Boyd désigna du doigt le sang sur l’épaule de Russell.

« C’est à qui, ça ? »

Russell jeta sa cigarette. Se redressa et balaya des yeux le parking. Sentant peser sur lui le regard de Boyd. Conscient qu’il ne savait plus quoi lui dire. Qu’il n’avait plus aucune échappatoire. Presque plus aucune excuse derrière laquelle s’abriter. Conscient que la prochaine décision de Boyd serait d’entrer dans cet hôpital et d’aller voir par lui-même ce qui s’était passé. Et alors il découvrirait Maben. Puis il attendrait qu’elle soit en mesure de parler. Que cela prenne une heure ou un jour ou une semaine, il serait la première personne qu’elle verrait en rouvrant les yeux et alors elle devrait répondre à ses questions et il n’y avait aucun moyen de savoir comment elle répondrait après le coup qu’elle avait pris sur le crâne. Ou si elle serait seulement capable de répondre. Peut-être aurait-elle tout oublié. Peut-être aurait-elle oublié juste ce qu’il fallait. Impossible de prédire ce qui sortirait de sa bouche si du moins elle retrouvait l’usage de la parole. Impossible de savoir ce qu’il lui resterait dans la cervelle.

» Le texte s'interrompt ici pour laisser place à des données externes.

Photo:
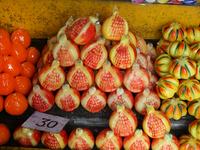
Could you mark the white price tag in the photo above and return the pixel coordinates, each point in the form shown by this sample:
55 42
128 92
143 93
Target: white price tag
45 122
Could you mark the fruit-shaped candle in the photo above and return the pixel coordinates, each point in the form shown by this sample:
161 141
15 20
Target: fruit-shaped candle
44 49
174 108
93 99
123 121
141 59
189 89
80 77
40 64
195 54
52 42
41 99
83 30
147 97
169 141
178 49
161 47
26 137
182 67
52 76
174 31
193 35
141 44
94 54
194 108
65 29
67 98
35 80
187 142
167 86
162 64
150 65
114 26
138 141
107 140
81 138
136 78
153 81
194 129
48 57
108 78
155 123
120 96
66 51
123 54
54 140
132 38
151 51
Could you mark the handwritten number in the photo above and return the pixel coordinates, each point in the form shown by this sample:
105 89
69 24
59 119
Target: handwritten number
54 123
50 124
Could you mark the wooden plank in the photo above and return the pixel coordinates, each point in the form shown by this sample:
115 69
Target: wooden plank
42 19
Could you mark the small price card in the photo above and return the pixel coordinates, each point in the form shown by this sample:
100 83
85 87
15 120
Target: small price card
45 122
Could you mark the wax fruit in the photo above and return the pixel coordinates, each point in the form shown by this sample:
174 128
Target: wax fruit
120 96
27 137
66 51
107 140
65 28
93 99
123 54
83 30
174 31
194 129
182 67
194 108
141 59
179 48
169 141
162 64
41 99
161 47
139 140
144 98
189 89
174 108
123 121
187 140
136 78
80 77
167 86
114 26
54 140
52 76
151 51
155 123
94 54
132 38
108 78
81 138
67 98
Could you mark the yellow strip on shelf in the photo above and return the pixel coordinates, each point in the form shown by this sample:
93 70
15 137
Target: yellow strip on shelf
43 18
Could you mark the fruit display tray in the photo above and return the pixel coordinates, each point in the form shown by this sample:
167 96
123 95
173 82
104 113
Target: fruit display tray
80 117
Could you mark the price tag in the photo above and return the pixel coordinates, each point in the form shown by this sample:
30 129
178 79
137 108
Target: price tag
45 122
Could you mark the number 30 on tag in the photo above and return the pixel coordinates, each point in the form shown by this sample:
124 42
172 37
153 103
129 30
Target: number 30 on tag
45 122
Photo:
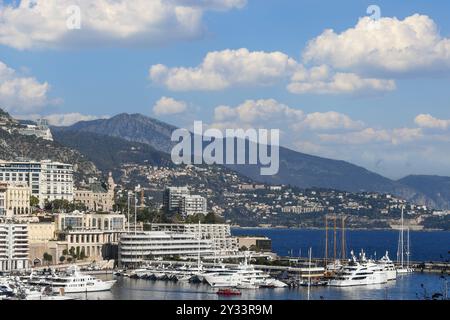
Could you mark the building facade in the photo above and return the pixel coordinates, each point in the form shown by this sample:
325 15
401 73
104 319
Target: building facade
172 197
97 235
14 250
220 234
40 130
137 247
97 200
47 180
263 244
14 199
192 205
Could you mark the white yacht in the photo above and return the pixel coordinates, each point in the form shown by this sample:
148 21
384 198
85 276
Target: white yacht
388 267
402 267
359 273
245 275
76 282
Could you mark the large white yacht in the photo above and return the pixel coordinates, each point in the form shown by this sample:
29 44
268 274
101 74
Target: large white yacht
359 273
388 267
75 282
245 275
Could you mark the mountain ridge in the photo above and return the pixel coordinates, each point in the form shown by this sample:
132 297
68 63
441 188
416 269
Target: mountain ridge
296 168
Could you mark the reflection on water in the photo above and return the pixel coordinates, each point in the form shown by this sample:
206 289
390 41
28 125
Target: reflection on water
407 287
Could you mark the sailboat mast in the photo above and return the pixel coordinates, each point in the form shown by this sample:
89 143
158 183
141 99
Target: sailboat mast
199 237
401 241
343 238
128 209
407 249
135 213
309 274
334 240
326 240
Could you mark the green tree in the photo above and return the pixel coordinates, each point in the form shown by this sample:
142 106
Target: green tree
47 258
211 217
34 202
82 254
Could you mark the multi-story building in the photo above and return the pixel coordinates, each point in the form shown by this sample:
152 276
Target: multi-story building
257 243
3 188
13 247
47 180
40 130
172 197
95 234
219 234
14 199
136 247
97 199
192 205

« Qu’est-ce qui s’est passé, Russell ? Tu peux me le dire soit maintenant, soit plus tard, c’est toi qui vois. »

Russell alluma une autre cigarette.

« Je suis rentré chez moi et Larry était là. Y avait une femme avec moi et il l’a frappée avec un pied-de-biche ou je sais pas quoi. Pensant que c’était moi. Et ensuite on s’est battus et j’ai réussi à attraper mon fusil et j’ai tiré sur ce connard.

— Les flics t’ont déjà interrogé ?

— Pas encore. »

Boyd marchait en rond sur le trottoir. Les mains sur les hanches.

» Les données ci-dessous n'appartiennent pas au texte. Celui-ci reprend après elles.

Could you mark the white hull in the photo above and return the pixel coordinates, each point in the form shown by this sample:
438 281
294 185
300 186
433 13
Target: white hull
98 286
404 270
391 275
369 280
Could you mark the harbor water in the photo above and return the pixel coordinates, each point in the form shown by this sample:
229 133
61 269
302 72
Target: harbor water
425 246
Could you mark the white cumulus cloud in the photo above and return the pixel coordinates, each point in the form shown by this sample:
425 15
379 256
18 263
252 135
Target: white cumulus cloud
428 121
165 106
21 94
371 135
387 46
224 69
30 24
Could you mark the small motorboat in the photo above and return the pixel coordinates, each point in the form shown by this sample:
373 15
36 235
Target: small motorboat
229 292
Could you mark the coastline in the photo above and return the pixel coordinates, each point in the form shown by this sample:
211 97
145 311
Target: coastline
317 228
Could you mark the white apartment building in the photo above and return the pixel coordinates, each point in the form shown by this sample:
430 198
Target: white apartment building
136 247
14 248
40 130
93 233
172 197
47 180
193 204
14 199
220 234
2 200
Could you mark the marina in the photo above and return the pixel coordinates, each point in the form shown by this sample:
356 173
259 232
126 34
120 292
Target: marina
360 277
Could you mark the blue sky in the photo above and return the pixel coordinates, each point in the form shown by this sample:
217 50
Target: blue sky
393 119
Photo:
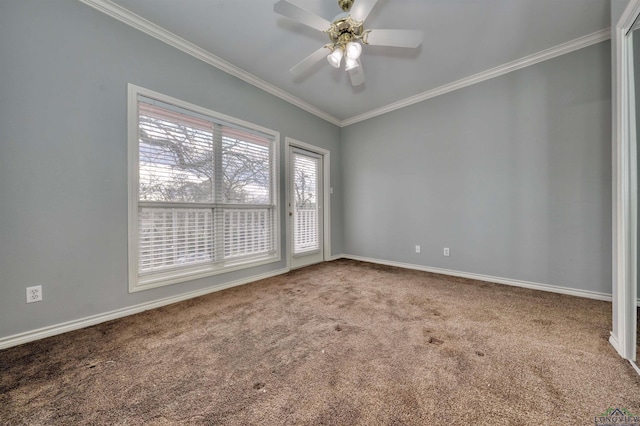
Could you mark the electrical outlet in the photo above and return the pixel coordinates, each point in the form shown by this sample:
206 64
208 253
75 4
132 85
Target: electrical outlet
34 294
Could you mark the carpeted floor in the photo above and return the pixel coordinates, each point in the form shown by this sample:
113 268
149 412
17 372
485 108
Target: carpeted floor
338 343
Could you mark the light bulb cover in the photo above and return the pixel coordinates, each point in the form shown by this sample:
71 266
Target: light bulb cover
354 49
350 64
335 58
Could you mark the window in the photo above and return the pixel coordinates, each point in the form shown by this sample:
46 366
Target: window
202 192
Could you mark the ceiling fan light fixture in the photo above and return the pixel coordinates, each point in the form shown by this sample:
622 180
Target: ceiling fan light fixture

« Bon. Et la nana, c’était qui ?

— Une femme, c’est tout.

— C’est grave ?

— J’imagine. Putain de pied-de-biche en plein sur la tempe. »

Boyd se remit à marcher d’un pas nerveux. Il aurait voulu que Russell crache le morceau et lui dise qui était cette femme sans devoir le lui redemander mais apparemment ça ne sortirait pas tout seul.

« C’était qui ? » demanda-t-il sèchement.

Russell renversa la tête et souffla sa fumée vers le ciel. Frotta les traces de sang sur sa chemise. Puis désigna la voiture de patrouille.

« T’as de l’essence dans le réservoir ?

— Un peu.

— Alors viens. On va faire un tour. »

Russell se mit en route et Boyd lui emboîta le pas. Ils croisèrent une voiture de police en sortant du parking de l’hôpital. Boyd lui demanda où on va et Russell lui dit d’aller vers le lac. Ils traversèrent la ville puis la laissèrent derrière eux sans desserrer une seule fois la mâchoire. La radio diffusa un appel à renforts suite à un accident sur l’autoroute mais ils n’avaient pas besoin de tout le monde et Boyd dit qu’il était occupé du côté de Pricedale, une histoire de tracteur. À l’approche du lac, Boyd ralentit et attendit que Russell lui indique le chemin et celui-ci finit par l’emmener à son endroit favori. La voiture de patrouille s’engouffra sur l’étroit chemin de terre entre les arbres serrés. Ils s’arrêtèrent juste au bord de l’eau.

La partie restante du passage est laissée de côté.